Background information
- Born: Aron Can Gültekin 18 November 1999 (age 26) Reykjavík, Iceland
- Genres: Emo rap; R'n'B; trap;
- Years active: 2016–present
- Labels: Sony Music

= Aron Can =

Icelandic rapper

Aron Can (Note: Pronounced /tr/ in Turkish, or /is/ in Icelandic.) (born 18 November 1999) is an Icelandic hip hop artist.

== Biography ==
Aron was born and raised in Grafarvogur, Reykjavík. His father is a Turkish restaurateur and Aron has worked in one of his kebab restaurants.

In 2016, at the age of 16, he released the mixtape Þekkir stráginn, with the song "Enginn mórall" becoming a hit. He was the most popular local artist on Spotify in Iceland in 2017.

His style has been described as emo rap influenced by Drake, Future, and Young Thug, and he is credited with popularizing the style in Iceland.

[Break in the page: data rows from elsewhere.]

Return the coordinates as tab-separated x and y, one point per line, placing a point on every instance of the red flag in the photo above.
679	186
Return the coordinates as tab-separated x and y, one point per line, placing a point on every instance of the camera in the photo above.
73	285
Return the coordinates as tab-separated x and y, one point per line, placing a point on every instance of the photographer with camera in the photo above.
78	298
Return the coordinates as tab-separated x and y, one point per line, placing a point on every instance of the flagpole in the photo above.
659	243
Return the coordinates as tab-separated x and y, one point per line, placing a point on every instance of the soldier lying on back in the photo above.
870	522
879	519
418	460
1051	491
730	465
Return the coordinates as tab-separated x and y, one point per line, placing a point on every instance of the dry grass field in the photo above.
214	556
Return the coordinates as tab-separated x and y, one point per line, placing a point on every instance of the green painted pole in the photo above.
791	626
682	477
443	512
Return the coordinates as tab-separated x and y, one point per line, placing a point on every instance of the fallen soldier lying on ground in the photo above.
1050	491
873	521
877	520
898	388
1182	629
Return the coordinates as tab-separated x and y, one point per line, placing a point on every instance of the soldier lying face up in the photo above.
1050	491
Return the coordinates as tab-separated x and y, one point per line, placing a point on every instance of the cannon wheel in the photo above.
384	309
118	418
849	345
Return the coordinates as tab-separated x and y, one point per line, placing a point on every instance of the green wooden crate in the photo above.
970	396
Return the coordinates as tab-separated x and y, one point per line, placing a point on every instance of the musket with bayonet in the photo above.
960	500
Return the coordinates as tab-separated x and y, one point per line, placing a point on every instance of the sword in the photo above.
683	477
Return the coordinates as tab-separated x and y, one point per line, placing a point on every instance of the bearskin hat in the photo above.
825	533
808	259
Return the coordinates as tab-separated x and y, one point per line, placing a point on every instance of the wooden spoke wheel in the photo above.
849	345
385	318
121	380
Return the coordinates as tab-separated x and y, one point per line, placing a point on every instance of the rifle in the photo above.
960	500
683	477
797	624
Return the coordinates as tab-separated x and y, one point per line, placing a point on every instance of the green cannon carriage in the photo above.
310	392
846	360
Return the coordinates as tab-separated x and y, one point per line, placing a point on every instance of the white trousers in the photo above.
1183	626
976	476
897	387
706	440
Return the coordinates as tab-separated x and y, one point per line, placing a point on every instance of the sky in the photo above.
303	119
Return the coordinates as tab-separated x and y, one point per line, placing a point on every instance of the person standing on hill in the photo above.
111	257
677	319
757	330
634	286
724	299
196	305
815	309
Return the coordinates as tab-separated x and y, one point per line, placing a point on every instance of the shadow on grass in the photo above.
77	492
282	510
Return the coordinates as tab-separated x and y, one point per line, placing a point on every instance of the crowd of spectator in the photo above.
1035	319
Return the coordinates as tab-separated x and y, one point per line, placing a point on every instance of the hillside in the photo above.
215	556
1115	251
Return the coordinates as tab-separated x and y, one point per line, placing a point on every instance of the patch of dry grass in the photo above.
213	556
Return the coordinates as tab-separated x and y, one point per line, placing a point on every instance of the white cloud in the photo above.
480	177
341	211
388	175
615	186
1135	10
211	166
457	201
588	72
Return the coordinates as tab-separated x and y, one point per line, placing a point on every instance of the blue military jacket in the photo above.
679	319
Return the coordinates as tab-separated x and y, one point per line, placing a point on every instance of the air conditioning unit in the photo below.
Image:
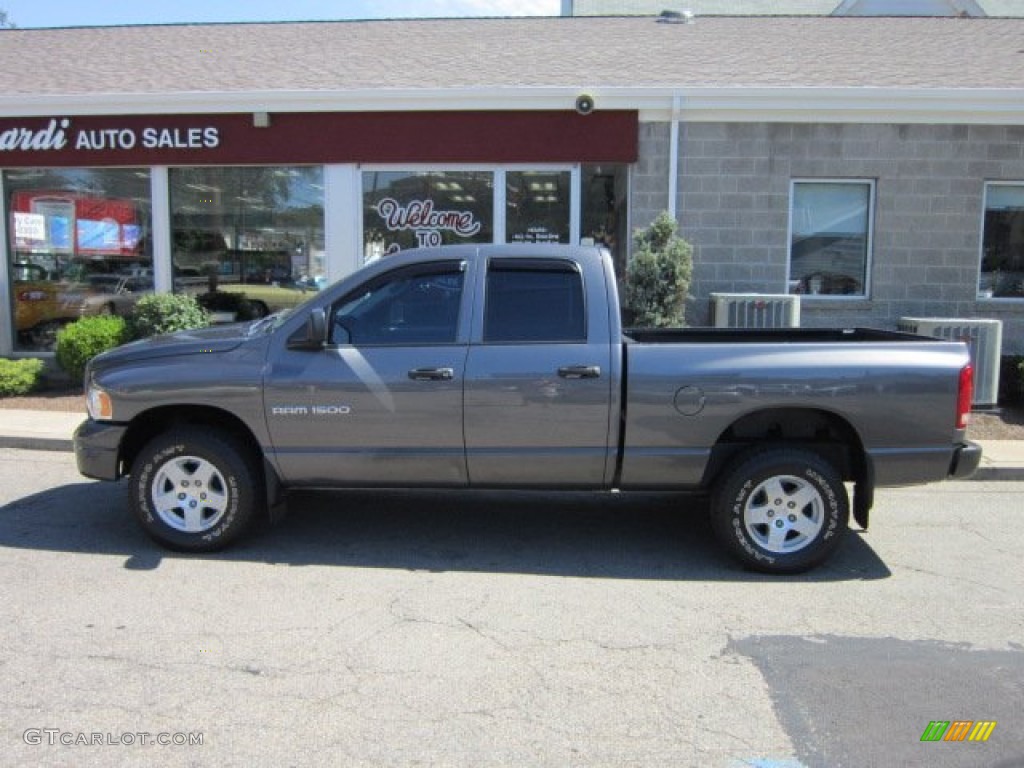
755	310
984	341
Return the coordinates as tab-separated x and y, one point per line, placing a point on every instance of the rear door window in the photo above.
535	300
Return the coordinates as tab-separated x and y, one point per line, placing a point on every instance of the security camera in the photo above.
585	103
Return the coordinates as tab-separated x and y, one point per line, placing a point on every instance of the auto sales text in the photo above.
58	134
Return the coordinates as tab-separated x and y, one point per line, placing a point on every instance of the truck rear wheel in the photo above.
195	491
780	510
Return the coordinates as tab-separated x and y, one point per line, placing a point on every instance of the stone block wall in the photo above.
930	179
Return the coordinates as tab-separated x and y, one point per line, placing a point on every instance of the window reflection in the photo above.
252	230
538	206
1003	248
68	228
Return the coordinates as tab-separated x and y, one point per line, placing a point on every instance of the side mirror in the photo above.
313	335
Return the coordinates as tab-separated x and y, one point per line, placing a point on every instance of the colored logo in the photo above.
958	730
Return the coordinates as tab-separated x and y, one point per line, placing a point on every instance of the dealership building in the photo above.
870	168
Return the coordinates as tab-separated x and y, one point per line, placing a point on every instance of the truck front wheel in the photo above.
780	510
195	491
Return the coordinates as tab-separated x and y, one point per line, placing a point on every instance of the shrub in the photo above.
657	279
82	340
18	377
165	313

In 2018, he signed with Sony Music.

== Albums ==
- 2016 – Þekkir stráginn.
- 2017 – Ínótt.
- 2018 – Trúpíter. Charted as the number one album in Iceland.
- 2021 – ANDI, LÍF, HJARTA, SÁL.

== Awards and nominations ==
Aron was nominated for the Icelandic Music Awards in 2017 for the hip hop album of the year, hip hop song of the year, and as a rising star. The song "Silfurskotta" by Emmsjé Gauti and Aron Can won as the hip hop song of the year. He was again nominated in 2018 for hip hop album of the year and hip hop song of the year.

The music video for "Aldrei heim" of Trúpiter was selected as the music video of the year 2019 by the Icelandic Radio Listener's Awards.

== Festivals ==
Aron performed at the Reykjavík music festival Secret Solstice in 2016–2019, in the last of which he performed with the Black Eyed Peas.

He performed at Þjóðhátíð in Vestmannaeyjar in 2017.